When Crescendo got busy, there were several hot girls there. The place was rough. It's so much easier to open and hook sets in Lincoln Park. 2j hooked this drunk girl early on. She happened to be a friend of this Indian girl that I must have seen out about 20 times this summer. This is the moody Indian girl who one week was friendly to me in line at Sound Bar. The next week, she told me to fuck off when I opened her in Sound Bar. The funny thing is I wasn't even trying to sarge her at the time. I was just being friendly. Then, she was cool with me two weeks later.

My best set of this night was this Russian redhead. I managed to stop her as she was walking by. I was all up on her and talked to her for about 5 minutes before she said she had to find her friends.

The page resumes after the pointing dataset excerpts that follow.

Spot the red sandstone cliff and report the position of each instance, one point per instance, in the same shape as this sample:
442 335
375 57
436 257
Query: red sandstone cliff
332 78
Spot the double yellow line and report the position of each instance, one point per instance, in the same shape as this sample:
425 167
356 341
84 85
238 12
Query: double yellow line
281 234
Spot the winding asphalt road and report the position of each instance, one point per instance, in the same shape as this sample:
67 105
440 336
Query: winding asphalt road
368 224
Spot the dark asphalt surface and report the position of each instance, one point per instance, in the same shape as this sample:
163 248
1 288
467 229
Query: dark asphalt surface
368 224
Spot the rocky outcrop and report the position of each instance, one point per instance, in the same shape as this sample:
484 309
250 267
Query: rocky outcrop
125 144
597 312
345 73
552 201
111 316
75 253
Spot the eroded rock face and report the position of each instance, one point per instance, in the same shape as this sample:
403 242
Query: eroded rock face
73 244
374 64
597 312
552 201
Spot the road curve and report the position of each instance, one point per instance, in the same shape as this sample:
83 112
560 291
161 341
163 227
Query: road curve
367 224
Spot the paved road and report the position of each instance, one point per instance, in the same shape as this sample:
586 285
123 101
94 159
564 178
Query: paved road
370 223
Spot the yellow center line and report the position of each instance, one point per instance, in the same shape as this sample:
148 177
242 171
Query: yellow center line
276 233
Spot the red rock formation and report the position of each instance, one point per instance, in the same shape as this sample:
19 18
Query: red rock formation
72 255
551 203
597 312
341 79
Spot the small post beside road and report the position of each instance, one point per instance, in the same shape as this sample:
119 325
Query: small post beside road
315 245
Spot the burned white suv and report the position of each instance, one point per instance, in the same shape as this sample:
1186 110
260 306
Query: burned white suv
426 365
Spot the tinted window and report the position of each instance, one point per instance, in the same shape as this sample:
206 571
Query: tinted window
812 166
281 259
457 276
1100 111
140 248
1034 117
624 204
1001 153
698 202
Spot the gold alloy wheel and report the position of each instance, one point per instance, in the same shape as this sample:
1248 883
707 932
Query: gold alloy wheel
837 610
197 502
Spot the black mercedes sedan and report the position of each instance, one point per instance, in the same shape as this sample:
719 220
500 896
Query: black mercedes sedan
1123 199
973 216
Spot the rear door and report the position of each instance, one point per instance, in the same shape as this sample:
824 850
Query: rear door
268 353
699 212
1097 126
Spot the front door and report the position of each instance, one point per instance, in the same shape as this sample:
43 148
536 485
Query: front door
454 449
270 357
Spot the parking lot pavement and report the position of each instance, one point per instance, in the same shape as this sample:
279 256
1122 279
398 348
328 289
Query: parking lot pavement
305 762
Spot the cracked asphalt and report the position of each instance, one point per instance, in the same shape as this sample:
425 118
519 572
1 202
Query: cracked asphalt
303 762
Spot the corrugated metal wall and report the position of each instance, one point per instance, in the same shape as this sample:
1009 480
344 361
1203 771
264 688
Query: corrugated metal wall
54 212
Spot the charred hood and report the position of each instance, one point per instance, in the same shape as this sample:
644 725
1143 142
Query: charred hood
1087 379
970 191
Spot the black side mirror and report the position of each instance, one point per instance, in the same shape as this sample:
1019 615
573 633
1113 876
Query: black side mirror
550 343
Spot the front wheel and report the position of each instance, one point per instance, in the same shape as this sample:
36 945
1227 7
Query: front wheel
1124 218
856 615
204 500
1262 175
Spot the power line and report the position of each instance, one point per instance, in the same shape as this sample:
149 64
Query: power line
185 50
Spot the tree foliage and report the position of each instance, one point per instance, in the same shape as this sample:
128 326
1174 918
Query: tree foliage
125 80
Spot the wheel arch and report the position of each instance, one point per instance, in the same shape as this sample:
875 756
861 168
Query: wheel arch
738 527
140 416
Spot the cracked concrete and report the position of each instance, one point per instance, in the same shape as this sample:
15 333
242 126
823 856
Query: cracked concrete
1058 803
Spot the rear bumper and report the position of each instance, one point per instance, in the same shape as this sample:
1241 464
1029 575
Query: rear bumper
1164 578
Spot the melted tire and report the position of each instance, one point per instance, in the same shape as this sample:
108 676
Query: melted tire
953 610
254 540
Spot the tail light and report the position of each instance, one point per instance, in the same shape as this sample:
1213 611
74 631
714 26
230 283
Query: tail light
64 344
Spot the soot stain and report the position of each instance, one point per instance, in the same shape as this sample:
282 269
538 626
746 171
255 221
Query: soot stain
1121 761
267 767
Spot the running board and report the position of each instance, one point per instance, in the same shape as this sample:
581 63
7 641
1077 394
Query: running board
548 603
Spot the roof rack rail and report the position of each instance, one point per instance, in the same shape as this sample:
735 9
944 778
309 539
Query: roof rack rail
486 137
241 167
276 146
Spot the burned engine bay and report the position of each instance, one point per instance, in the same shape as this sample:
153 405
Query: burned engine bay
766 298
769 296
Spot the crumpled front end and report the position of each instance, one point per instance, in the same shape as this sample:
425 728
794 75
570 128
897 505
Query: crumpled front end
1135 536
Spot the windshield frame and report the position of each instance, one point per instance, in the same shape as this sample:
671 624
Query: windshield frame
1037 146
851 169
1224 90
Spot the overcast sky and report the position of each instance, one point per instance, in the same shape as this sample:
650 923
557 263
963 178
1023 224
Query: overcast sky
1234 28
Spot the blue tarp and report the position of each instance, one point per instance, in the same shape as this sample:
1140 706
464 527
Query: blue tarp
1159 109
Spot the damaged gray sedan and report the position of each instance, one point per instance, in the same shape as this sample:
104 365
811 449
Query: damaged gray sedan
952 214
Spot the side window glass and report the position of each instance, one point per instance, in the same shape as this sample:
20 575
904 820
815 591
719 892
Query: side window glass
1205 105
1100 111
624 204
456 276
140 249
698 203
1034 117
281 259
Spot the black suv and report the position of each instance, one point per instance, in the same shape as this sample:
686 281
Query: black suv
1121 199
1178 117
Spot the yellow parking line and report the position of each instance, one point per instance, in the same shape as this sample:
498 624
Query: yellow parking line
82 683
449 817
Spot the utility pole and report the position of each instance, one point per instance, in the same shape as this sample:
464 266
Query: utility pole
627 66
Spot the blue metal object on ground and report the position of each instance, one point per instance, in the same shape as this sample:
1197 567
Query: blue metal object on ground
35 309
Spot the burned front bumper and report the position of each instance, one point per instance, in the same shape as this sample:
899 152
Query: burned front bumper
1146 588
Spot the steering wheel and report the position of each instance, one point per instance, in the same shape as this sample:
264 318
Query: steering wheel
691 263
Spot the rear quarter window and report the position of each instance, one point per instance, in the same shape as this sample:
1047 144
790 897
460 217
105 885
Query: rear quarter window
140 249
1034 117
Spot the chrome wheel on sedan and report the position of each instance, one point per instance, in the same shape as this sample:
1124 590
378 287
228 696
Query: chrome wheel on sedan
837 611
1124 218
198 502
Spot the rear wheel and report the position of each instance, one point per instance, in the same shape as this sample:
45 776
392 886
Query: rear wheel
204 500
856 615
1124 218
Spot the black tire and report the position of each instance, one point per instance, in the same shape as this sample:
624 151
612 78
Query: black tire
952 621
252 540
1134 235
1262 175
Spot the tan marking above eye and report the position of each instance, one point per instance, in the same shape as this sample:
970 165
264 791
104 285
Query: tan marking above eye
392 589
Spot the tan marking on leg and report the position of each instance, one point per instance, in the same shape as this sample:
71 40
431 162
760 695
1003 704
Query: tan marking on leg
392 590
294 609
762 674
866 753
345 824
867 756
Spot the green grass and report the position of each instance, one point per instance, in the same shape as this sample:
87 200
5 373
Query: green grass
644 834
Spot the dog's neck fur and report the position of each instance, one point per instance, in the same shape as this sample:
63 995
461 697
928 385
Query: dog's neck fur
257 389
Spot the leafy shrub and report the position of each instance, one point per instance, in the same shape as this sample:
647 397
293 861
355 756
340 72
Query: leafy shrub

I suppose I should have just plowed with more material when she said that but I didn't do so at the time.

I had this amusing interaction with this tall redhead at Spy Bar. 2j pointed her out to me as he knows I like them. I opened her and was talking briefly and then she said, "Are you gonna buy us a bottle?" I laughed and said, "No, you need to ask one of these dudes to buy you a bottle and share it with me." I laugh because I'm the last person that I would buy her a bottle and I also chuckle because you know at least one fool has chumped out and done that for her in the past.

We ended the night on Division Street. We were in this one bar where several girls were dancing on this couch area. I saw a girl squatting on the chair. I opened her by saying, "Look at you, you either have to sit down or stand up and dance. There's no, half-assing like that. Chose one." She giggled and then she said, "Okay, I'll dance for you." While I opened it, it made it hard to do anything more. I thought about how Manwhore has said that when girls are dancing up like that, he goes up to them and just starts talking to them as they are dancing. I forced myself to stay and dance in front of her. I had her high five me but then I felt awkward and walked away. I know that the move is to just stay with it. I could have kept yelling shit to her as she was dancing and then tried to pull her down later on.

Tonight was a good warm up for this weekend. I know I'm gonna get pumped up from the Free Tour. Seeing the boot camp will also motivate me like it did in April. Most importantly, my shitty mood from Saturday is gone and my positivity has returned. Even though my best set was merely a 5 minutes hook, I really enjoyed my evening. I used to always have fun until I fell into that trap of having way too high expectations for myself.